Too many from Manfred onward complain incessantly about the length of baseball games. How many of those people kvetch about Super Bowl LVII requiring what proved to be three hours and thirty-one minutes to play? (No kvetch except over the halftime shows. I get that, too. For crying out loud, save the mini-concerts for post-game.) The team sport which yields its own singular blend of comedy and drama might take three plus hours—and even those who think Manfred’s as good for the game as a grease puddle to a pedestrian believe too much is more than enough.

“Certainly, everyone working at the game appreciates avoiding twenty-inning marathons,” writes The Athletic‘s Eno Sarris. “But those attending the game might disagree, and cite the fact that, with this rule in place, extra-inning runs have scored at over two times the rate they score in the first nine innings. That’s fundamentally different baseball! Their retort might ask baseball teams to build their rosters with more pitchers capable of going longer in emergency situations.”

The good news, and it’s the only spot of it in this regard, is that Manfred man still won’t show up in the postseason. Yet. The further bad news is that Manfred man won’t necessarily prevent the occasional extra inning games from turning into the equivalent of two games or even a third. There’s no absolute guarantee that Manfred man will turn into a run as swiftly as its advocates love to believe and its opponents per Sarris fear.

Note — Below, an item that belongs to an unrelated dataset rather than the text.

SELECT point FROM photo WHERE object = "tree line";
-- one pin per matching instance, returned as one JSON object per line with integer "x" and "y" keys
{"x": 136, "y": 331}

Suppose we re-aligned one of the actual key causes of protracted sports contests: broadcast commercials. (Admit it: at the stadium, you’ve seen players lingering before continuing play, the better to accommodate this call to the bullpen, that insertion of the special teams, the other double switch, the kickoff team’s advent yonder.) Imagine how much shorter a baseball game might be with broadcast commercials only between the full, not the half innings.

(Don’t go there: No, the Lords of Baseball don’t want their broadcast revenues cut; but, yes, they might go for negotiating delicious prices on mere full-inning commercials and getting them.)

Maybe that’s the core of the problem. The thinking person’s sport is somewhat overrun with short, shallow thinking. (It makes you wonder about the real objection to analytics/sabermetrics: it requires thought, and lots of it.) Starting with the man who brought to baseball’s extra half innings the ugly flamingo, also known as the ghost runner. (Who you gonna call? Ghostbusters, hopefully.)